Reformgipfel im Kanzleramt: Ein weiteres Mal vertagt
Beim jüngsten Reformgipfel im Kanzleramt wurden wichtige Entscheidungen zu Sozialabgaben und Steuern erneut verschoben. Ein Blick auf die Gründe und die Folgen.
Der Reformgipfel im Kanzleramt hat einmal mehr das Licht der politischen Tagesordnung erblickt – und dann in bewährter Tradition gleich wieder gedämpft. Die wichtigen Entscheidungen zu Sozialabgaben und Steuern, die für viele Bürger von Bedeutung sind, wurden erneut vertagt, als ob die Protagonisten des politischen Geschehens ein geheimes Wettspiel veranstalten würden, wer zuerst auf die Bremse treten kann.
Es ist schon fast eine institutionalisierte Praxis, dass in Deutschland alles, was auch nur im Entferntesten direkt mit dem Geld der Bürger zu tun hat, in schwindelerregendem Tempo auf die lange Bank geschoben wird. In einem Land, das möglicherweise von der Gewöhnung an die Planwirtschaft in den letzten Jahrzehnten geplagt wird, scheint es kaum vorstellbar, dass Entscheidungen, die nötige Klarheit bringen könnten, tatsächlich schnell getroffen werden. So ergeht es uns auch diesmal: Während die Gesprächsrunden im Kanzleramt immer größer werden, wird die Liste der zu besprechenden Themen immer kleiner.
Zunehmend wird deutlich, dass dieser Aufschub nicht nur ein Zeichen von Unentschlossenheit ist, sondern vielmehr auch ein Symptom für eine größere Dysfunktion im politischen System. Auf der einen Seite stehen die Notwendigkeiten des Steuer- und Sozialrechts, auf der anderen Seite die drängenden Fragen der Wählerschaft, die immer weniger von dem Eindruck begeistert ist, dass sich ihre Regierung um die Realitäten des Lebens kümmert.
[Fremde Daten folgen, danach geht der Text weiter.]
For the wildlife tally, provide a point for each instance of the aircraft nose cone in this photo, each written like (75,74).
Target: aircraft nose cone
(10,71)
In einer Zeit, in der viele Menschen mit steigenden Lebenshaltungskosten zu kämpfen haben, ist es fast schon ironisch, dass das Thema Sozialabgaben mit den gleichen feierlichen Gesten behandelt wird, die man sonst nur von Hochzeitsgesellschaften kennt.
Die Vertagung dieser Entscheidungen hat auch eine ganz eigene Dynamik. Je länger diese Themen auf der Agenda stehen, desto mehr Raum gewinnen die politischen Gegner, die schnell die populistische Karte ziehen. In einem Land, in dem das Wort Reform mittlerweile ein echter Reizbegriff geworden ist, stellt sich die Frage, ob das politische Personal in Berlin nicht lieber die nächste Netflix-Serie schauen sollte, anstatt sich um die drängenden Fragen der Bürger zu kümmern.
Der Reformgipfel hat einmal mehr die Kluft zwischen den Erwartungen der Bevölkerung und der Realität der politischen Entscheidungsfindung verdeutlicht. Wer an einem entscheidenden Zeitpunkt für Klarheit und Fortschritt sorgt, könnte möglicherweise ein ganzes Land hinter sich versammeln und die unnötigen Gräben schließen, die in den letzten Jahren aufgerissen wurden. Doch das künftige Warten auf Lösungen bleibt der Bürger wohl auch weiterhin als Hauptnahrungsmittel serviert.